Ichiju-issai (a bowl of soup and one dish) (一汁一菜)

"Ichiju-issai" is one of the menu compositions of meals in Japan.

Staple food
- White rice, etc.
Soup dish
- Miso soup, etc.
Okazu (also called sozai) one dish
Tsukemono (also called ko no mono) (pickles)
These four categories are eaten together. The items excluding the staple food constitute 'ichiju-issai,' because ko no mono is not usually counted.

The composition of 'ichiju-sansai' that has three dishes (one main dish + two side dishes) is also well known.

The word ichiju-issai was used to mean 'a simple meal' (also called soshoku) comprising only one dish. However, it has acquired a rather positive meaning with the westernization of dietary habits and food satiation are becoming a problem in recent years.
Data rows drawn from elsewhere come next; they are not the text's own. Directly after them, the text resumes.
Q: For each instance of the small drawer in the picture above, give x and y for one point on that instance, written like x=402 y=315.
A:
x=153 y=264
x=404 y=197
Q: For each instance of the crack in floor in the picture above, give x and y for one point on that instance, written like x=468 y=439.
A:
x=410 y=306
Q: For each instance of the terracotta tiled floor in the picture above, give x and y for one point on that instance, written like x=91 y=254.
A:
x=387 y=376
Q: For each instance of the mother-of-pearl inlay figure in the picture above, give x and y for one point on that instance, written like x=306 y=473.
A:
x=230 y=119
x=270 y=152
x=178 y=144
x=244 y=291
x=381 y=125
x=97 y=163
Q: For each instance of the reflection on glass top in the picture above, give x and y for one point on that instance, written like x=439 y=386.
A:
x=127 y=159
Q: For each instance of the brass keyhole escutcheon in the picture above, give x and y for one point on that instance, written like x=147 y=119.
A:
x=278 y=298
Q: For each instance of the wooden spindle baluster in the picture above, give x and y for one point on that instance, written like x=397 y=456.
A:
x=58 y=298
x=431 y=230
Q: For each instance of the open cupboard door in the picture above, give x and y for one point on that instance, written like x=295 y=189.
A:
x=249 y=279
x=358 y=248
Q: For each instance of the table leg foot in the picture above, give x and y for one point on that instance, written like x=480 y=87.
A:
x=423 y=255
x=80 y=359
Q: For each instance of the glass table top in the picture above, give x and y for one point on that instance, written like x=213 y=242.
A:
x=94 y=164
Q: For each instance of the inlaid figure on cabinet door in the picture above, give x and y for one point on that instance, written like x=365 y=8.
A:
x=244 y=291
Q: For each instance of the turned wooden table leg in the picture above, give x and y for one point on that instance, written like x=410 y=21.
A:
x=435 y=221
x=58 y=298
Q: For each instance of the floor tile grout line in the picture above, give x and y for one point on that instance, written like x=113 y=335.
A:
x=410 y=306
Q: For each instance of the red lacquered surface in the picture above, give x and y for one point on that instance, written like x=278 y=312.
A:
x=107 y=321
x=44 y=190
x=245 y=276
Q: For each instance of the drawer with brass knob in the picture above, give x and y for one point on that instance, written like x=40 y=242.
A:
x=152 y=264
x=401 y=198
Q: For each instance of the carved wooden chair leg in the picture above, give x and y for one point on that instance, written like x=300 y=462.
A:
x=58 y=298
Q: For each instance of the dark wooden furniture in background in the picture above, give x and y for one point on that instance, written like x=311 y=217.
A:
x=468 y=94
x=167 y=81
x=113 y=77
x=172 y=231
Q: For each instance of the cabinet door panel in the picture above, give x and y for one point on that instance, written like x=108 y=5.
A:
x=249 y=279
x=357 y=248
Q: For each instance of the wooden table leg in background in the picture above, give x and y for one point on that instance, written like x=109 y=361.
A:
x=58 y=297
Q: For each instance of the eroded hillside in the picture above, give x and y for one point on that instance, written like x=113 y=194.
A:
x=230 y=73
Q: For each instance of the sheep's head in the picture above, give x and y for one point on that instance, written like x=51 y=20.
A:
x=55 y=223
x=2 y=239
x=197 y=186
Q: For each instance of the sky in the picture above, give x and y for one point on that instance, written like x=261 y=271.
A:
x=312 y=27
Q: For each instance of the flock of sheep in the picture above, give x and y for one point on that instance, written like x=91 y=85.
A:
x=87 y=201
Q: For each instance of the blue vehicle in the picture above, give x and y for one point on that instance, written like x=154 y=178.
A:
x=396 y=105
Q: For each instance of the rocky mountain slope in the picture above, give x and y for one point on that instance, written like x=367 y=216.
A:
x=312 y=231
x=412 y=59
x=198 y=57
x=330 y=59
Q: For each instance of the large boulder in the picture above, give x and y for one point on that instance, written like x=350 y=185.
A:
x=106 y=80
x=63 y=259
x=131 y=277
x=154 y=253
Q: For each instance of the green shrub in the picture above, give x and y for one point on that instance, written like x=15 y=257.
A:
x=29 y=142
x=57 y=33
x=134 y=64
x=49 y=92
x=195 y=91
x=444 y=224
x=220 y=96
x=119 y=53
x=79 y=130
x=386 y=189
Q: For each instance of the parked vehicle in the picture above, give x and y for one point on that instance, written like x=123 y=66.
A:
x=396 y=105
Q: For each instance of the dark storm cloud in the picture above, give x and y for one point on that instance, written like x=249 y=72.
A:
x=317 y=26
And, it has been used largely to signify 'a well-balanced meal' that follows a traditional Japanese style.

History

Ichiju-issai originally meant a meal style emphasizing simplicity and frugality that had been taken in Zen temples in the Kamakura period. Thus, okazu was also extremely simple, prepared with vegetables.

(However, 'ichiju-sansai' was served on a special occasion and when there was a visitor). This meal style spread among ordinary people. Then, ichiju-issai and ichiju-sansai eventually came to establish themselves as the traditional daily meal patterns of Japan.

It is known that Yozan UESUGI and Mitsumasa IKEDA ordered people to make their meals ichiju-issai for the sake of frugality during the Edo period.